Cynomolgus monkeys exposed in utero to denosumab exhibited bone abnormalities, reduced hematopoiesis, tooth malalignment, decreased neonatal growth, and an absence of axillary, inguinal, mandibular, and mesenteric lymph nodes. Some bone abnormalities recovered once exposure was ceased following birth; however, axillary and inguinal lymph nodes remained absent 6 months post-birth [see Use in Specific Populations (8.1)].
Of the total number of patients in clinical studies that received denosumab (n = 2841) in Studies 20050136, 20050244, and 20050103, 1271 (44%) were ≥ 65 years old, while 473 patients (17%) were ≥ 75 years old. Of the 859 patients in Study 20090482 that received denosumab, 387 patients (45%) were ≥ 65 years old, while 141 patients (16%) were ≥ 75 years old. No overall differences in safety or efficacy were observed between older and younger patients.
Two clinical trials were conducted in patients without cancer and with varying degrees of renal function.
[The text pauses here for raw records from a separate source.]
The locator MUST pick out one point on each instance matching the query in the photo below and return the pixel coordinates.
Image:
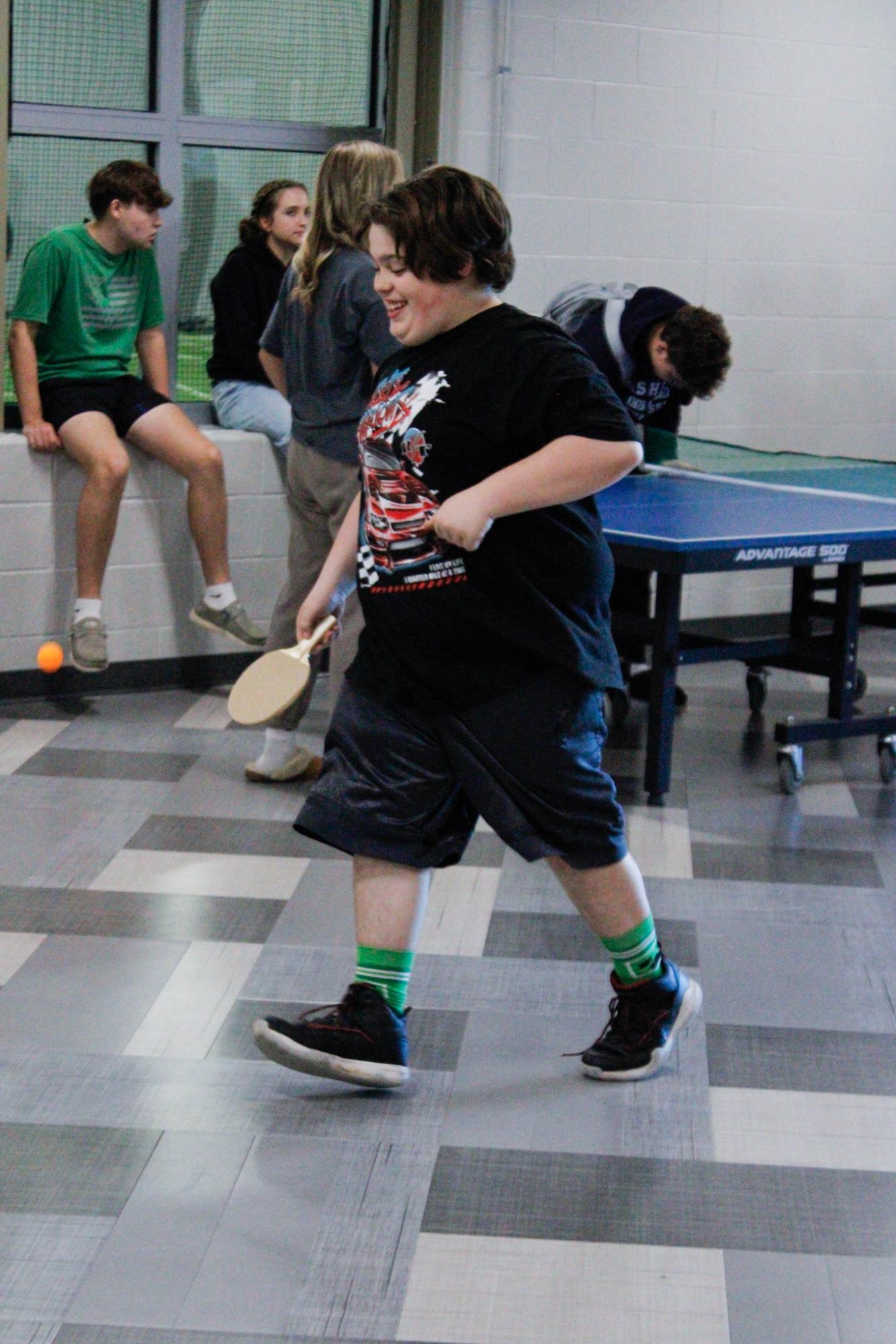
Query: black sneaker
(361, 1040)
(644, 1023)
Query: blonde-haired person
(244, 294)
(326, 338)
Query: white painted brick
(596, 52)
(590, 169)
(678, 60)
(683, 15)
(672, 174)
(28, 537)
(631, 229)
(656, 116)
(475, 152)
(531, 46)
(527, 166)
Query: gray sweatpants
(319, 495)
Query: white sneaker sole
(225, 635)
(288, 1052)
(691, 1004)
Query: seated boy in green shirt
(89, 298)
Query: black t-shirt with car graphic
(451, 628)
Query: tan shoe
(302, 765)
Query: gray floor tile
(322, 910)
(803, 1061)
(85, 993)
(804, 976)
(135, 914)
(780, 1297)
(71, 1169)
(807, 867)
(161, 766)
(675, 1203)
(514, 1087)
(44, 1259)
(435, 1035)
(144, 1271)
(228, 835)
(569, 938)
(214, 1095)
(864, 1298)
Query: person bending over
(244, 294)
(659, 353)
(324, 338)
(89, 296)
(478, 686)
In one study, patients (N = 55) with varying degrees of renal function (ranging from normal through end-stage renal disease requiring dialysis) received a single 60 mg subcutaneous dose of denosumab. In a second study, patients (N = 32) with severe renal dysfunction (creatinine clearance less than 30 mL/min and/or on dialysis) were given two 120 mg subcutaneous doses of denosumab. In both studies, greater risk of developing hypocalcemia was observed with increasing renal impairment, and with inadequate/no calcium supplementation. Hypocalcemia was mild to moderate in severity in 96% of patients. Monitor calcium levels and calcium and vitamin D intake [see Warnings and Precautions (5.3), Adverse Reactions (6.1), and Clinical Pharmacology (12.3)].